Tous les peuples ont dans leurs traditions des acquis qui nous permettent d’élargir la richesse de notre expérience du monde : musique, littérature, architecture, expériences de luttes contre les éléments multiples et diversifiées. La culture que nous nous sommes attelé-e-s à construire doit se baser sur tous ces acquis. Ce que nous sommes aujourd’hui, ce que nous serons demain, est en grande partie liée au processus de métissage culturel que notre ouverture sur le monde nous permet de réaliser. Les valeurs de solidarité, de coopération, de partage, d’égalité sociale et de genre, de démocratie se définissent par leur opposition aux attitudes de cupidité, de thésaurisation et de prédation et d’accaparement de tous les pouvoirs attitudes qui sont le propre des classes exploiteuses des différentes nations. La vaste majorité de la nation québécoise est formée par les classes subalternes. La formation d’une nouvelle identité nationale, son élargissement, passera par un refus clair et précis de laisser définir notre réalité nationale par une oligarchie qui fait ses choux gras de la domination et de la corruption.

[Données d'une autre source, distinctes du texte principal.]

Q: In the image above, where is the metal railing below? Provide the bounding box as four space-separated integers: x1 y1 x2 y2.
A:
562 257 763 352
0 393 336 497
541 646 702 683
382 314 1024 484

Tant que la définition du projet national du Québec restaura aux mains d’un secteur des élites nationalistes, ce projet mettra de l’avant des objectifs qui iront à l’encontre des intérêts de la majorité. Il nous fera miroiter les espérances de partager la table des grands dans les sommets économiques ou notre participation dans les clubs select. Il appellera à l’association ou au partenariat avec les oppresseurs de la nation dominante dans des formes dévoyées de la souveraineté nationale. Le secteur nationaliste de la classe dominante du Québec ne pourra jamais unir la nation québécoise, sa majorité populaire autour de la défense de ses intérêts. Car, ce secteur nationaliste se refuse de favoriser l’expression de la souveraineté populaire pour définir un projet de pays. Seules les classes dominées de la société québécoise ont intérêt à unifier l’ensemble des composantes ethniques de cette société en une nation aspirant à son émancipation nationale et sociale. Lorsque cette unité aura été réalisée, on pourra dire alors, fièrement, qu’une page aura été tournée.